The Coalition of the Radical Left (Syriza) won an early election held on January 25, but appears to have fallen just short of winning an outright majority of seats in the 300-member Parliament. Prime Minister-designate Alexis Tsipras has already signaled his intention to form a coalition with the conservative Independent Greeks, a party formed by dissident members of the incumbent New Democracy that shares little in common with Syriza beyond its anti-austerity stance. The speed with which the partnership was announced sends a clear signal that Tsipras intends to make good on his promise to free Greece from the shackles of austerity, an objective that implies a very real risk of default and the country’s forced exit from the euro zone.

Tsipras maintained throughout the campaign that he wants Greece to remain in the monetary union, but he insists that such an outcome will only be possible if multilateral creditors—the EU, the IMF, and the ECB (the so-called “troika”)—are willing to revise the terms of the bailout program in such a way as to leave the government room to implement policies aimed at spurring an economic recovery. Syriza’s economic policy agenda, which includes tax cuts, spending increases, and a hike in the minimum wage, implies a loosening of fiscal constraints that Greece simply cannot afford without changes to the bailout program. For Tsipras, the key to fulfilling his promises is forcing the troika to give its blessing to a proposed write-off of about one-half of the country’s nearly $400 billion public debt.

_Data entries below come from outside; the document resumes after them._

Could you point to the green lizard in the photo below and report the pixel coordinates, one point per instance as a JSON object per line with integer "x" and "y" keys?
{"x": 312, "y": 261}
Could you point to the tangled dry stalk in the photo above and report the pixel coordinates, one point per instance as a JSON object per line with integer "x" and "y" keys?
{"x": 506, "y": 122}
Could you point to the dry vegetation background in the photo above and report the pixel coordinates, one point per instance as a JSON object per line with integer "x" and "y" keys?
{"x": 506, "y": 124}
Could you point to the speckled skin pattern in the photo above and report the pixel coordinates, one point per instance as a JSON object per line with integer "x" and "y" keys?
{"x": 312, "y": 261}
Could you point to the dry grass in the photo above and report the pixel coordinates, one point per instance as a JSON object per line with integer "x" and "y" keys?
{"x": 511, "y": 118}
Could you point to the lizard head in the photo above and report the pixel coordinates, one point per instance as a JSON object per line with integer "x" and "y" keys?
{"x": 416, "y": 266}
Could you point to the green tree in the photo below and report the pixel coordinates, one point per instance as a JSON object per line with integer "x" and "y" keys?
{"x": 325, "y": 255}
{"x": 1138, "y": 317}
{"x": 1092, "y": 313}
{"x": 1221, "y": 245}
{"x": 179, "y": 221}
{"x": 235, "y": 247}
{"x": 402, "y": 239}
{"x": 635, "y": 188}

Greece’s current bailout expires in February 2015. In the meantime, the troika will determine whether the country qualifies for the final tranche of loans still available under the existing program (approximately $8.75 billion), and the two sides will negotiate the terms of any further support from the IMF and the European partners going forward. The outgoing administration had planned to make use of some $13 billion of unused bank recapitalization funds, but otherwise rely on the availability of a precautionary Enhanced Conditions Credit Line (ECCL) made available through the European Stability Mechanism (ESM) to ensure an appetite among investors for new sovereign bond issues. However, given the negative market reaction to Syriza’s stated fiscal strategy, the current timetable for exit from the bailout is no longer feasible, and euro-zone officials are already indicating that Greece will need a third bailout, a prospect that points to the need for an extension of the current program—possibly by several months—to allow time for negotiations.

The voters who carried Syriza to victory will be looking for immediate moves by the new government to honor its campaign pledges, and any steps in that direction will only diminish the likelihood of fruitful negotiations with the troika. But any delay in delivering on its promises will leave the new government vulnerable to a potentially ferocious public backlash that could spell the rapid demise of the incoming administration.

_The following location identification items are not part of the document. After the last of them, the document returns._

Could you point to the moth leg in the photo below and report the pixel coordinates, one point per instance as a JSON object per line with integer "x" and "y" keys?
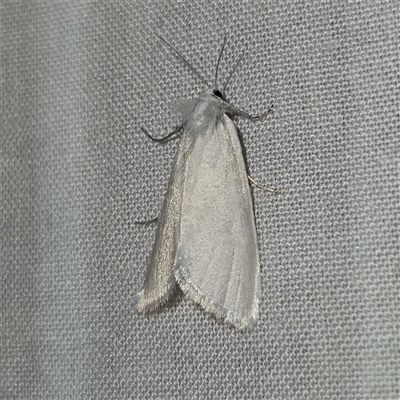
{"x": 165, "y": 139}
{"x": 149, "y": 222}
{"x": 259, "y": 185}
{"x": 240, "y": 113}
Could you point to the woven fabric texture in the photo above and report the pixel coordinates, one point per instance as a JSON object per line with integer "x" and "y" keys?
{"x": 79, "y": 79}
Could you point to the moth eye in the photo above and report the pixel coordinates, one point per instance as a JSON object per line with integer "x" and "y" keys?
{"x": 217, "y": 93}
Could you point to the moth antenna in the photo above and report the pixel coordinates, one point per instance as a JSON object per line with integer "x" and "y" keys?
{"x": 219, "y": 60}
{"x": 232, "y": 72}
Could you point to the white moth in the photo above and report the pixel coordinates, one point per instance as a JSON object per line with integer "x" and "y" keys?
{"x": 206, "y": 240}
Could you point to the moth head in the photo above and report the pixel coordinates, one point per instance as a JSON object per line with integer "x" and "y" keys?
{"x": 217, "y": 93}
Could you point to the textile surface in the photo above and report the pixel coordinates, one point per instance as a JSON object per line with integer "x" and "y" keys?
{"x": 79, "y": 79}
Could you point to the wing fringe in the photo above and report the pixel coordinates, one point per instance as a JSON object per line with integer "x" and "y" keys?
{"x": 191, "y": 290}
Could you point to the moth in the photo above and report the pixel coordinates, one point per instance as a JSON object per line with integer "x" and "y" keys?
{"x": 206, "y": 239}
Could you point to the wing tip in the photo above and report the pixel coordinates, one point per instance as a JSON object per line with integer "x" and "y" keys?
{"x": 199, "y": 297}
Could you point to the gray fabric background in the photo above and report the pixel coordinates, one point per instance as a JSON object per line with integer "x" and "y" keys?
{"x": 78, "y": 81}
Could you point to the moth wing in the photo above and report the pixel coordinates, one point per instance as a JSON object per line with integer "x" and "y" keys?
{"x": 217, "y": 260}
{"x": 160, "y": 280}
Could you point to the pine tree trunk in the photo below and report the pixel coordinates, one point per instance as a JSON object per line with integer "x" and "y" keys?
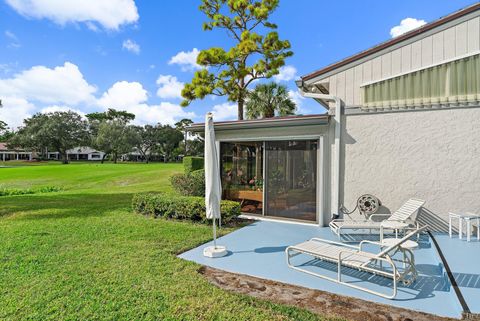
{"x": 64, "y": 157}
{"x": 241, "y": 102}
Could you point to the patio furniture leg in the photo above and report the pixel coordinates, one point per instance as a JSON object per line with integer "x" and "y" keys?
{"x": 478, "y": 229}
{"x": 450, "y": 226}
{"x": 469, "y": 228}
{"x": 460, "y": 226}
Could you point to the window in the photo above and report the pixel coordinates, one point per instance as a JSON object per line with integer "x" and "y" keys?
{"x": 451, "y": 82}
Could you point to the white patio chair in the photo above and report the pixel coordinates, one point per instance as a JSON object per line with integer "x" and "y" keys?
{"x": 356, "y": 258}
{"x": 402, "y": 215}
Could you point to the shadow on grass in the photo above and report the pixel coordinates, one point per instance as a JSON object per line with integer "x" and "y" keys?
{"x": 57, "y": 206}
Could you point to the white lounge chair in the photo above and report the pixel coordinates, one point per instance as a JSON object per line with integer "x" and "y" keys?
{"x": 402, "y": 215}
{"x": 355, "y": 257}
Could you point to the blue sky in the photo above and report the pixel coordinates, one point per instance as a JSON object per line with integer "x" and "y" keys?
{"x": 87, "y": 55}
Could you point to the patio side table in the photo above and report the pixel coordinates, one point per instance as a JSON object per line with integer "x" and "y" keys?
{"x": 393, "y": 225}
{"x": 467, "y": 218}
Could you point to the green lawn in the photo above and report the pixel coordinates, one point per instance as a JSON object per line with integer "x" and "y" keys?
{"x": 82, "y": 254}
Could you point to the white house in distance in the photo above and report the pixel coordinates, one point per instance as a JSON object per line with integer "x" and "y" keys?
{"x": 79, "y": 153}
{"x": 403, "y": 121}
{"x": 7, "y": 154}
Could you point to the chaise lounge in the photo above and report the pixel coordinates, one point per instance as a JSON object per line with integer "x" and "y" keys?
{"x": 400, "y": 219}
{"x": 354, "y": 257}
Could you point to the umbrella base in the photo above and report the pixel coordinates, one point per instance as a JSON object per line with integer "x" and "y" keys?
{"x": 212, "y": 251}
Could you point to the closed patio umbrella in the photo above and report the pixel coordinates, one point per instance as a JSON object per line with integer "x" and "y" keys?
{"x": 212, "y": 186}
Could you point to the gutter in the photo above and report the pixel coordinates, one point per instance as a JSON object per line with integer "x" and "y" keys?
{"x": 338, "y": 132}
{"x": 321, "y": 119}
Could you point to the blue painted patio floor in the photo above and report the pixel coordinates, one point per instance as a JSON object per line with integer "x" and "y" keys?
{"x": 258, "y": 250}
{"x": 463, "y": 259}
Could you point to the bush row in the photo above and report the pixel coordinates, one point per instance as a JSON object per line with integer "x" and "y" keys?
{"x": 5, "y": 191}
{"x": 191, "y": 184}
{"x": 181, "y": 207}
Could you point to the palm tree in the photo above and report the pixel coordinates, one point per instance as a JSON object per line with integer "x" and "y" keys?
{"x": 269, "y": 99}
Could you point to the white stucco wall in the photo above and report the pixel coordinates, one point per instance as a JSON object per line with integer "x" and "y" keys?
{"x": 433, "y": 155}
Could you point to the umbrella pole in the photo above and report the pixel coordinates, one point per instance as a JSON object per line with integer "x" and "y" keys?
{"x": 214, "y": 234}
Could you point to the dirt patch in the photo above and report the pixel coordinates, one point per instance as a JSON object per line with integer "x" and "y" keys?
{"x": 320, "y": 302}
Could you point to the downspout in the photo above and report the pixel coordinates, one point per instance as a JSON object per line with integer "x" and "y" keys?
{"x": 338, "y": 133}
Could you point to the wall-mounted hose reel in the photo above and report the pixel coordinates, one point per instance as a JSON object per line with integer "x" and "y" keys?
{"x": 367, "y": 205}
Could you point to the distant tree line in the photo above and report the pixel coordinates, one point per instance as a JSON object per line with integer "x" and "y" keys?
{"x": 110, "y": 132}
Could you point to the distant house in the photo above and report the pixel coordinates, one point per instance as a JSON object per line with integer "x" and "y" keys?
{"x": 7, "y": 154}
{"x": 79, "y": 153}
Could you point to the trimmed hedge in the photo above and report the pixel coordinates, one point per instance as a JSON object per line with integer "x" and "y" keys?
{"x": 17, "y": 191}
{"x": 181, "y": 207}
{"x": 192, "y": 163}
{"x": 192, "y": 184}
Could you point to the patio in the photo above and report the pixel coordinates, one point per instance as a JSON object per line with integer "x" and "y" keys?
{"x": 258, "y": 250}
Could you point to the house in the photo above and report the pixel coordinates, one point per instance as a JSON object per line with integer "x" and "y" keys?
{"x": 7, "y": 154}
{"x": 79, "y": 153}
{"x": 402, "y": 120}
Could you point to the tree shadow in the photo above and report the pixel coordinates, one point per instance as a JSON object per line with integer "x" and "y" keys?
{"x": 58, "y": 206}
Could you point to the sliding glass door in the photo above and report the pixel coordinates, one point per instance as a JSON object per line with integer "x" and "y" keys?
{"x": 289, "y": 169}
{"x": 291, "y": 179}
{"x": 242, "y": 174}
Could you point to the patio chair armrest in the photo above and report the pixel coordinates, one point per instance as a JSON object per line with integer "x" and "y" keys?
{"x": 369, "y": 242}
{"x": 378, "y": 215}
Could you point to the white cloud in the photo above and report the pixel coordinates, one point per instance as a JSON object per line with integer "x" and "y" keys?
{"x": 131, "y": 46}
{"x": 41, "y": 89}
{"x": 132, "y": 97}
{"x": 15, "y": 110}
{"x": 165, "y": 113}
{"x": 187, "y": 60}
{"x": 225, "y": 111}
{"x": 110, "y": 14}
{"x": 287, "y": 73}
{"x": 62, "y": 84}
{"x": 123, "y": 94}
{"x": 406, "y": 25}
{"x": 54, "y": 108}
{"x": 169, "y": 87}
{"x": 14, "y": 41}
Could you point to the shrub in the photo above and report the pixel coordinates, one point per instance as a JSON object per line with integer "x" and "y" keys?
{"x": 181, "y": 207}
{"x": 192, "y": 184}
{"x": 192, "y": 163}
{"x": 5, "y": 191}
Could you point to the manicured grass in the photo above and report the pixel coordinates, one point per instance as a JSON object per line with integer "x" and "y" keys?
{"x": 82, "y": 254}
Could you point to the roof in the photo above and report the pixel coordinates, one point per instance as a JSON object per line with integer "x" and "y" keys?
{"x": 297, "y": 120}
{"x": 393, "y": 41}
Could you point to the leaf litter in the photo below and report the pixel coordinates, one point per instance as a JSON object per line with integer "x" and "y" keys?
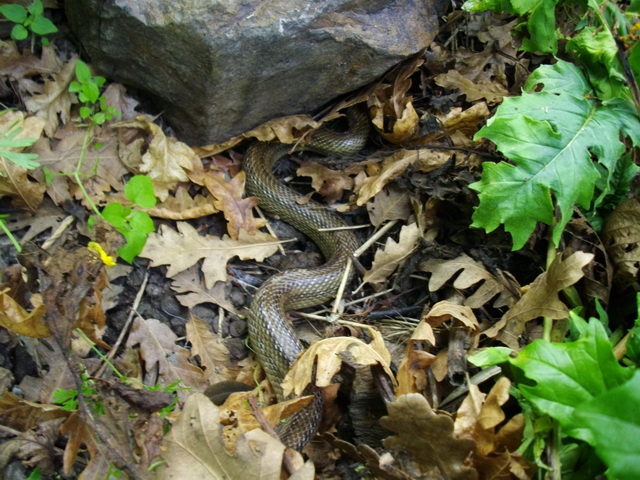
{"x": 439, "y": 289}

Signals that Germany is prepared to let Greece leave the monetary union may or may not be sincere, but it is a safe bet that the governments of other debt-hobbled euro-zone member countries will demand the same concessions (if any) granted to Athens, and euro-zone leaders will have little choice but to comply, or risk triggering a surge of support for overtly anti-euro parties in Portugal, Spain, and Italy. With the anti-austerity Podemos already threatening to challenge the dominance of the establishment parties in Spain, it appears that euro-zone leaders will need to show some flexibility if they hope to keep the monetary union intact over the long term.

The immediate questions are whether Germany and the other “core” countries in the monetary union are willing to make the necessary concessions, whether Tsipras is willing (or politically able) to meet them halfway, and whether the new leaders in Athens will display the necessary patience to arrive at a compromise. The key risk is that the new government will take policy steps that produce a fait accompli, leaving Greece’s euro-zone partners to either back a forced debt write-off or let Greece lie in the bed of default, effectively ensuring the country’s messy exit from the monetary union.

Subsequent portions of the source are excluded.